THERE’S NO SCHOOL FOR TALK SHOW HOSTS, BUT DREW
Barrymore has been studying for the job since childhood. Promoting her first big movie role, in E.T. the Extra-Terrestrial at age 7, the precocious newcomer popped out her fake front teeth (kid-size dentures put in place by her handlers while her baby teeth grew in) and plunked them onto Johnny Carson’s desk. (“Now, don’t forget that when you leave,” The Tonight Show host said, unable to contain his laughter.) At 15, after years of personal struggle and a widely publicized stint in rehab, Barrymore confessed on Oprah that she had grown up too fast. Then there was that time in 1995 when Barrymore climbed atop David Letterman’s Late Show desk and flashed him on air for his birthday. “It’s almost like I was a different person,” she says now of that classic TV moment, “but I still think it’s completely hilarious.”

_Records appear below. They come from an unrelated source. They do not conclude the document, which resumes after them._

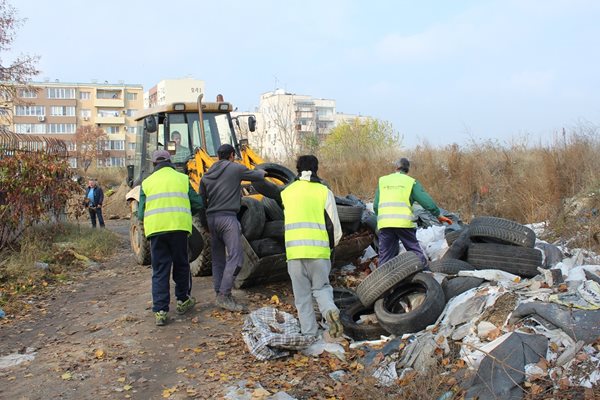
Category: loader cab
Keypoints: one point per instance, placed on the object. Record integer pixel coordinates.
(175, 128)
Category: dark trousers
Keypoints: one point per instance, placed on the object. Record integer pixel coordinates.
(96, 212)
(227, 252)
(166, 249)
(389, 245)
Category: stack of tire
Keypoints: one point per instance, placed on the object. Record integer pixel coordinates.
(403, 299)
(487, 243)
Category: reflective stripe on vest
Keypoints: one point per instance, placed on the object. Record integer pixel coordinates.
(305, 231)
(167, 203)
(393, 209)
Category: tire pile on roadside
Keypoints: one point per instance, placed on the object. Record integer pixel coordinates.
(405, 299)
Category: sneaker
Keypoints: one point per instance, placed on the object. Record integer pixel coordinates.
(185, 306)
(227, 302)
(161, 318)
(336, 329)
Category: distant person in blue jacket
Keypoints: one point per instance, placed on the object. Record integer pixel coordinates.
(94, 197)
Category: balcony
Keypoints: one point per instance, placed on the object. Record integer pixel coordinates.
(111, 120)
(111, 103)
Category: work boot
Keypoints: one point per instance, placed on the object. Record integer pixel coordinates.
(185, 306)
(161, 318)
(227, 302)
(336, 329)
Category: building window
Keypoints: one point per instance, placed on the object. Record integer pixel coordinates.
(61, 93)
(27, 93)
(115, 145)
(24, 111)
(108, 94)
(65, 111)
(111, 129)
(109, 113)
(61, 128)
(30, 128)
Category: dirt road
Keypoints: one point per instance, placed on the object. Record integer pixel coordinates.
(96, 339)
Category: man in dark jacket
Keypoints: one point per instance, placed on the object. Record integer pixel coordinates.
(167, 202)
(394, 197)
(94, 197)
(220, 189)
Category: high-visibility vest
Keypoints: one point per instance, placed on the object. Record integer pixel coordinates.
(394, 209)
(167, 203)
(304, 209)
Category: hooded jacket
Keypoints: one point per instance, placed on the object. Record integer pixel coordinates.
(221, 188)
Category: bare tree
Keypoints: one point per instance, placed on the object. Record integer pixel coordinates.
(90, 143)
(16, 74)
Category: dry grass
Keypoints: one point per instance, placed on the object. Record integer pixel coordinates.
(522, 182)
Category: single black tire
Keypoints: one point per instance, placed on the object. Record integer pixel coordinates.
(450, 266)
(267, 247)
(269, 190)
(202, 265)
(522, 261)
(387, 277)
(502, 231)
(458, 248)
(140, 245)
(279, 172)
(350, 214)
(252, 218)
(392, 316)
(344, 297)
(274, 230)
(349, 317)
(460, 284)
(273, 210)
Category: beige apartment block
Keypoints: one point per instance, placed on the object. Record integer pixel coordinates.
(291, 120)
(174, 91)
(56, 109)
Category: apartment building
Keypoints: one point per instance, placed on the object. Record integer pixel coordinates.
(168, 91)
(56, 109)
(289, 120)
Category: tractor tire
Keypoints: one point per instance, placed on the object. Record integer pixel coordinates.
(501, 231)
(140, 245)
(387, 276)
(450, 266)
(274, 230)
(349, 317)
(460, 284)
(522, 261)
(278, 172)
(252, 218)
(392, 315)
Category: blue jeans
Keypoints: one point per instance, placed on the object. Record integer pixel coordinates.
(169, 249)
(389, 245)
(96, 212)
(227, 252)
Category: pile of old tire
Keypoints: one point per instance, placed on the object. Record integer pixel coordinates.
(497, 243)
(403, 299)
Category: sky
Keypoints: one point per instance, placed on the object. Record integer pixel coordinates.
(441, 72)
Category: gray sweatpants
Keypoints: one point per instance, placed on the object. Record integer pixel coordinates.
(310, 277)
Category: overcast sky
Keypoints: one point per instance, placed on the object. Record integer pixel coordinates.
(440, 71)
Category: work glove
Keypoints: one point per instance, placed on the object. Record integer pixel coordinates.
(443, 219)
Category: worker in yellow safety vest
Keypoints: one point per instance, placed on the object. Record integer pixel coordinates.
(312, 230)
(393, 202)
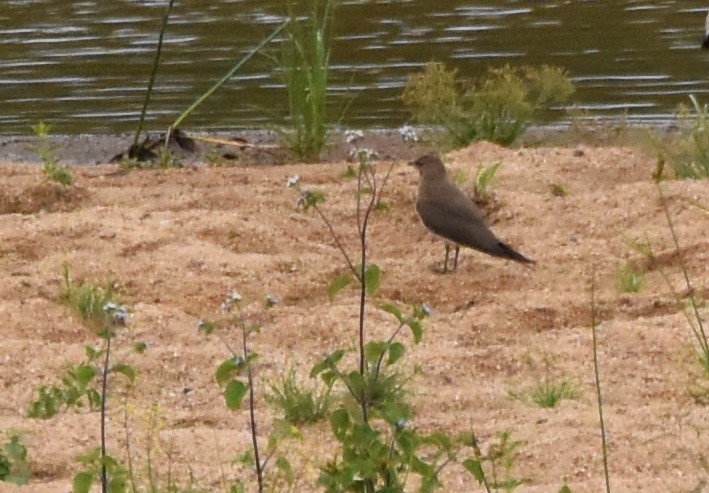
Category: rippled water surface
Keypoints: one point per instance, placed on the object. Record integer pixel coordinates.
(83, 65)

In short, Barrymore, 45, whose great-grandparents and grandparents (including the renowned John Barrymore) were actors, was born for the hosting chair, although she is not doing much sitting lately. Since the debut last September of The Drew Barrymore Show, her new syndicated daytime talk program, the Hollywood royal, entrepreneur, and single mom (Frankie, 6, and Olive, 8, are her daughters with ex-husband Will Kopelman) has been “moving pretty much nonstop, even after the whole world stopped moving,” she says.